Лореотис пошуровал в сумке, которая висела у него на плече, и с натугой вытащил на стол приличных размеров сундук.
— Ваш выигрыш, — сказал он. — Кевиотес рассудил, что раз вы женитесь, так вам отдельно нет смысла присылать. Сами разберётесь.
Я отвернулся:
— Раздай бедным. Мне деньги стали отвратительны.
— Понял. Неудачный момент. — Лореотис убрал сундук обратно. — Завтра поговорим.

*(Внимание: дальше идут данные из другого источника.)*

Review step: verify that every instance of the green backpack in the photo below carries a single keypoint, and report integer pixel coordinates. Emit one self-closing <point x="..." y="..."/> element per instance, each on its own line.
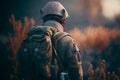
<point x="38" y="50"/>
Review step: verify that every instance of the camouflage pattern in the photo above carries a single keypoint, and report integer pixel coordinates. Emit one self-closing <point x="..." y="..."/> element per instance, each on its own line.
<point x="67" y="52"/>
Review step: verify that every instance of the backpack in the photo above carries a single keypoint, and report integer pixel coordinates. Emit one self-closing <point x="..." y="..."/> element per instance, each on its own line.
<point x="39" y="52"/>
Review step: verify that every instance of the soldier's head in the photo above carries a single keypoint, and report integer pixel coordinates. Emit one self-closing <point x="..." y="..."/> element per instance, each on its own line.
<point x="54" y="10"/>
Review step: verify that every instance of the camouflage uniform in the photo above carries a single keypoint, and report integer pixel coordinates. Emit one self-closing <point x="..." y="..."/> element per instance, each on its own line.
<point x="68" y="52"/>
<point x="67" y="57"/>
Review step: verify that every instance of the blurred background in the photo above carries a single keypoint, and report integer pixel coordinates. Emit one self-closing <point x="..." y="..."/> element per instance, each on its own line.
<point x="94" y="24"/>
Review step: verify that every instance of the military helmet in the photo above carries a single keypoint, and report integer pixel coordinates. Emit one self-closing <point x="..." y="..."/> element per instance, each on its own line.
<point x="54" y="7"/>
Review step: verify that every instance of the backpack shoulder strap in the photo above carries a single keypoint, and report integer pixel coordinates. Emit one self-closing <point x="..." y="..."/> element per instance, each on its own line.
<point x="58" y="36"/>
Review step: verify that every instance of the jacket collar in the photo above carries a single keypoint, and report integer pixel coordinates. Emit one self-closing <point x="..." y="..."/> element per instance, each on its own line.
<point x="55" y="24"/>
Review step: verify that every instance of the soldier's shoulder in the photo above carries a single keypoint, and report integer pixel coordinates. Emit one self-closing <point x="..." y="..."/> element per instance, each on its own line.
<point x="62" y="37"/>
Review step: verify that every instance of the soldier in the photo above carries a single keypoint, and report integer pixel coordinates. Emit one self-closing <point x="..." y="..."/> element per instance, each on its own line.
<point x="48" y="52"/>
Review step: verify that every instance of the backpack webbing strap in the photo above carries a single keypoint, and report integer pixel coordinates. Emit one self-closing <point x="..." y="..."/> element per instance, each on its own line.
<point x="57" y="36"/>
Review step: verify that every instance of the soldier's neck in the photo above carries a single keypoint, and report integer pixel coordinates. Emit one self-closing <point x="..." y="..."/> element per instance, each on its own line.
<point x="54" y="24"/>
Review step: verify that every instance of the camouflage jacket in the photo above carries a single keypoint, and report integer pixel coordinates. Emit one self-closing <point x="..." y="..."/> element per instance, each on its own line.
<point x="68" y="52"/>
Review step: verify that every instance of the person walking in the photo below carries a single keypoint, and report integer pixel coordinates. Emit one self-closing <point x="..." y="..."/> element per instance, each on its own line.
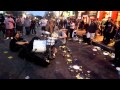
<point x="27" y="24"/>
<point x="9" y="26"/>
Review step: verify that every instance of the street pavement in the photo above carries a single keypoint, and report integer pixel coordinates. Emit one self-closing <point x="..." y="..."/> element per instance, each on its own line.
<point x="81" y="62"/>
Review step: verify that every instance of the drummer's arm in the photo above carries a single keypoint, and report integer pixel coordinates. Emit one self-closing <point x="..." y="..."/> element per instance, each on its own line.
<point x="22" y="43"/>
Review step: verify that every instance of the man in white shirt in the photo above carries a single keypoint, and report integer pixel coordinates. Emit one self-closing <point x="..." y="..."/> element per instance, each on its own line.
<point x="9" y="26"/>
<point x="44" y="23"/>
<point x="72" y="28"/>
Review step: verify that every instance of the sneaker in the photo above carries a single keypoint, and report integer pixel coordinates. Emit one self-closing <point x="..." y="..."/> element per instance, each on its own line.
<point x="11" y="37"/>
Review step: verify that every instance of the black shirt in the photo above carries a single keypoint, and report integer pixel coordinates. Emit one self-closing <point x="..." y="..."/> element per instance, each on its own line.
<point x="92" y="27"/>
<point x="108" y="26"/>
<point x="13" y="46"/>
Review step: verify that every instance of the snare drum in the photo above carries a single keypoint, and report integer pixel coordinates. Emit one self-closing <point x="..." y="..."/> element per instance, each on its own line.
<point x="39" y="46"/>
<point x="51" y="41"/>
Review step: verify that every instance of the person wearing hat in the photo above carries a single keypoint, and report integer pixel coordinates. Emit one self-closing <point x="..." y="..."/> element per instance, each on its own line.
<point x="9" y="26"/>
<point x="92" y="28"/>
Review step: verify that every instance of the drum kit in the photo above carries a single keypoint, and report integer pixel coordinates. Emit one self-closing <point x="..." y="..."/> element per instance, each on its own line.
<point x="45" y="45"/>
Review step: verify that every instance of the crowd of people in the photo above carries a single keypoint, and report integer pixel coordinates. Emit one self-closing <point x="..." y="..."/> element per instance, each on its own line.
<point x="10" y="25"/>
<point x="64" y="28"/>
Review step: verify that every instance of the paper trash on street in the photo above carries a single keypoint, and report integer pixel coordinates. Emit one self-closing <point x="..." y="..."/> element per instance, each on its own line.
<point x="76" y="67"/>
<point x="78" y="76"/>
<point x="27" y="77"/>
<point x="69" y="60"/>
<point x="10" y="57"/>
<point x="105" y="53"/>
<point x="94" y="49"/>
<point x="5" y="52"/>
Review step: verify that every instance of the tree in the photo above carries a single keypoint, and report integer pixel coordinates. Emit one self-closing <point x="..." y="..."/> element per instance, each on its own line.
<point x="15" y="13"/>
<point x="76" y="14"/>
<point x="49" y="14"/>
<point x="39" y="17"/>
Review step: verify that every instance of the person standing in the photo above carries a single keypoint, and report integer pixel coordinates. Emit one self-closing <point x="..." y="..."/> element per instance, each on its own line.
<point x="72" y="28"/>
<point x="44" y="22"/>
<point x="91" y="31"/>
<point x="19" y="25"/>
<point x="2" y="25"/>
<point x="9" y="26"/>
<point x="27" y="24"/>
<point x="107" y="31"/>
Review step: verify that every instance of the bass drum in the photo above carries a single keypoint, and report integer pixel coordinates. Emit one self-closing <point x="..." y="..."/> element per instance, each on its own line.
<point x="51" y="41"/>
<point x="39" y="46"/>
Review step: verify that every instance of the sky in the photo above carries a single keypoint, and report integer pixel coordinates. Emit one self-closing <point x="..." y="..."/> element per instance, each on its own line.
<point x="40" y="13"/>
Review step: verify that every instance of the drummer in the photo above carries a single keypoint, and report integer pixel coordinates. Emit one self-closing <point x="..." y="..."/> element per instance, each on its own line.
<point x="61" y="39"/>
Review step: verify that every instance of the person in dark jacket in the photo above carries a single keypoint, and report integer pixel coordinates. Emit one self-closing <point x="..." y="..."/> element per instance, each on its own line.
<point x="2" y="25"/>
<point x="32" y="27"/>
<point x="107" y="31"/>
<point x="91" y="31"/>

Я, моргая, смотрел на его сумку. Сумка казалась меньше сундука. Ну, по крайней мере, её должно было некисло так раздуть.
— Слушай, а как…
— А думаешь, у тебя одного нашивки с Воздушными рунами? А ты не думай. Ты пей давай, жри, да рассказывай, за что на деньги обиделся. И чего с твоей белянкой за чума.
— Натсэ пришла, — сказал я и опрокинул в себя ещё одну стопку. — Выходит замуж за Искара.
Ни слова не говоря, Лореотис разлил остатки и достал из сумки следующую бутылку.
Меня прорвало. Я высказал Лореотису всё, пока пустела вторая бутылка. Сначала — факты, потом — лирику, и уже под конец придавил философией:
— Я же — во! — Я показал Лореотису Воздушную руну. У него округлились глаза.
— Иди ты?! Четвёртая?
— Нутк…
— Вот отморозок… Говорят, Маг Четырёх Стихий обретает великую мудрость.
— Обрёл, да.
— И в чём мудрость?
— Всё — тлен. И безысходность. Счастья нет. Наш две тысячи седьмой навеки остался в прошлом. Жизнь — боль, Лореотис. Каори Миядзоно не выздоровела, Камина-сама погиб, Ягами застрелили — вот и мне чего-то нездоровится. Я устал. Я ухожу. Минуй нас пуще всех печалей Натсёнин гнев, Авеллина любовь… Вернусь в свою родную школу и буду бороться со злом, защищать слабых. У меня, вон, и плащ даже есть. И меч. И золото… Хрен с ним, давай золото! Буду как Бэтмен, богатым и загадочным, может, даже маску куплю.
— Вот, я ж знал, что про деньги ты не серьёзно, — подхватил Лореотис и вытащил сундук обратно.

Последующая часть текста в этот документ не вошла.